特に「東京都区部」と呼ばれる東京23区は、その中枢を担っているのだ。

ただ、結婚すればそれだけで幸せなのだろうか?

東京23区内は、エリアによって生活している人たちの特徴が全く異なり、価値観や悩みも違う。

それぞれの区に生息する夫婦が抱える、苦悩や問題とは…?

▶前回:「もう、ここには住んでいられない…」タワマン高層階に住むセレブ妻が、力なくつぶやいたワケ



受験戦争に巻き込まれる千代田区夫婦/愛美(36)のプレッシャー


「晴翔、もうそろそろかな…」

息子が通う幼稚園の駐車場に車を停めた私は、小さくつぶやいた。

お迎えの時間になるまで車内で待機していた私は、スマホから顔を上げ窓を開けてみる。すっかり冷たくなってきた空気を吸い込むと、肺のほうまでヒンヤリするような気がした。

晴翔の受験が迫っている。

正確に言うとまだ1年あるけれど、もう1年しかない。11月頭くらいから、1個上の年長組さんの受験結果が続々と聞こえてきた。

「確実に受かる」と言われていた子が落ちたり、意外な子が受かっていたり…。

― あぁ、晴翔はちゃんと受かるのかな。

こればかりはどうしようもないのかもしれない。でも母として、やれることはすべてやってあげたいと思うのが親心。

ただ私は息子の合格を願うと同時に、万が一晴翔の受験に失敗したら、夫の家族から何を言われるのかわからないという恐怖のほうが大きかった。


「ただいま~」

20時を回る少し前、夫の雄二郎が帰宅した。

「おかえりなさい」

いそいそと玄関先まで迎えに行き、スーツの上着を受け取る。そして夫が着替えている間に、用意しておいた料理をダイニングテーブルの上に並べた。

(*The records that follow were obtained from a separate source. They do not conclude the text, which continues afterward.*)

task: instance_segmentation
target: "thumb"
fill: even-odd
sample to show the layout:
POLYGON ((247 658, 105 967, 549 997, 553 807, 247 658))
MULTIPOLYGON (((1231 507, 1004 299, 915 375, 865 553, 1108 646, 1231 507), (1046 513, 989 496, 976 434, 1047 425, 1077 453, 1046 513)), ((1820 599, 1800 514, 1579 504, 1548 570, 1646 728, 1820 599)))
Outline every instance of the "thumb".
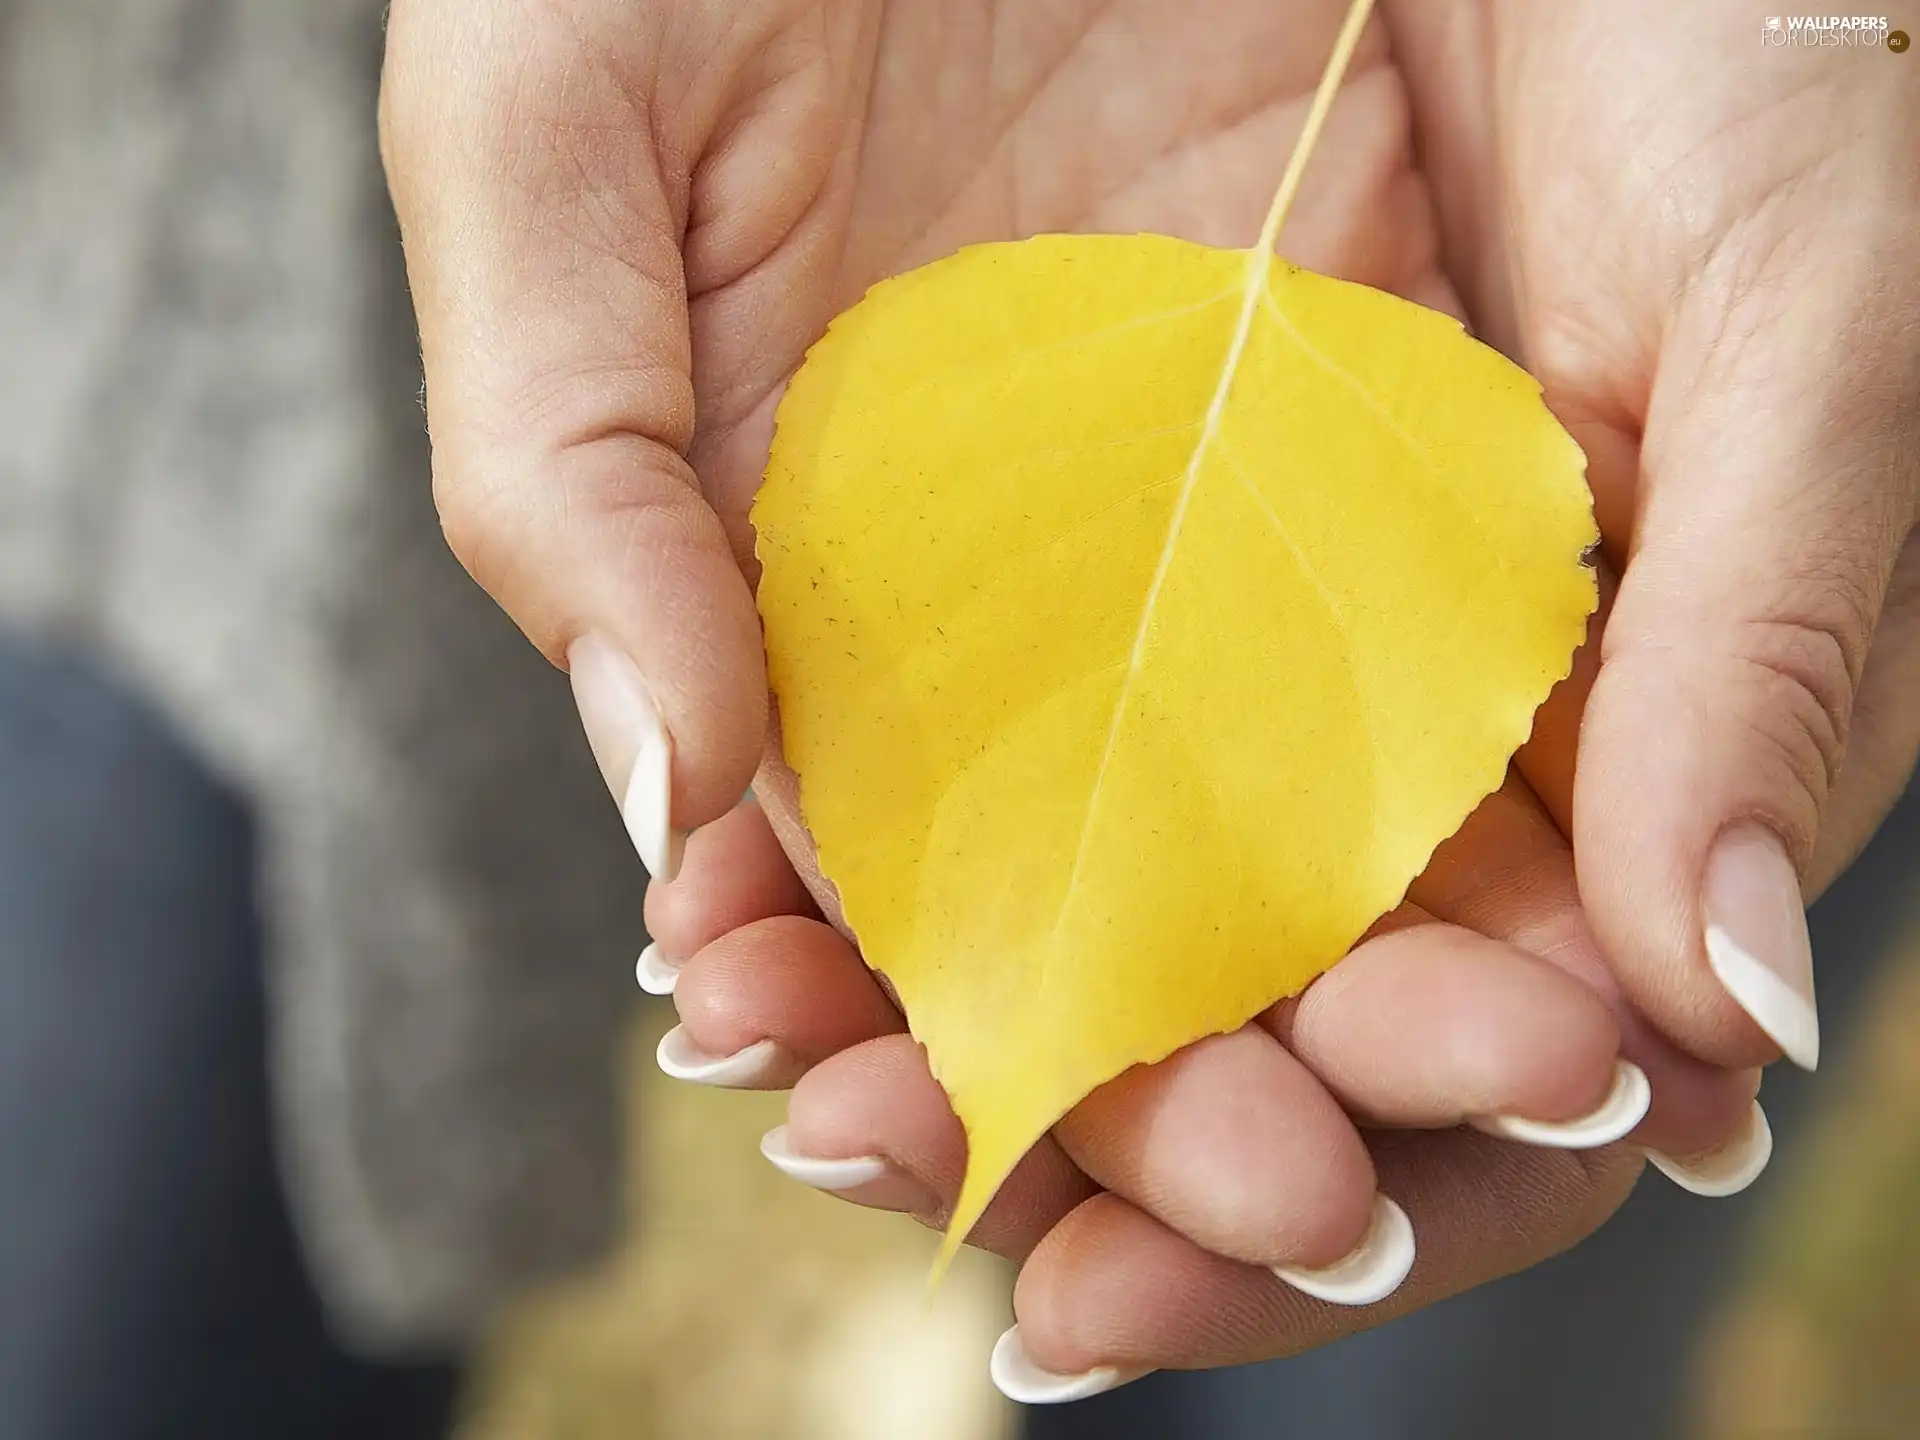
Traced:
POLYGON ((402 0, 381 140, 447 539, 571 669, 641 859, 670 878, 751 780, 766 678, 684 458, 687 184, 663 157, 697 153, 675 127, 698 117, 650 113, 664 28, 626 6, 402 0))
POLYGON ((1647 412, 1575 855, 1622 985, 1717 1064, 1819 1060, 1801 877, 1914 522, 1920 350, 1888 323, 1900 308, 1884 287, 1797 285, 1730 317, 1683 307, 1647 412))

四番町にある今の家は、結婚する際に雄二郎が購入したものだ。とはいえ、彼のご両親がかなり援助してくれたけれど…。少し古いが窓を開ければ風通しが良く、私はこの家が好きだった。

「今日の晴翔はどうだった?」
「うん。元気だよ」
「いや、そういうことじゃなくて…」

私と話しても埒が明かないと思ったのか、少しイラ立ったような顔をした雄二郎はすぐに晴翔へ声を掛ける。

「晴翔、ちゃんとお勉強はしたのか?」
「したよ〜」



雄二郎のご実家は、彼の曽祖父に当たる代から貿易関連の会社を営んでいる。

お父様の代でだいぶ土地を売り払い「実家が狭い」なんてよく嘆いているけれど、それでも未だに200平米弱の家を三番町に持っているのだ。

そんな彼の家には、ある無言のルールが存在している。

― 男は黙って、東大へ。

それが暗黙のルールだった。女の子なら、下から聖心女子か東洋英和。男の子なら、暁星から東大へ。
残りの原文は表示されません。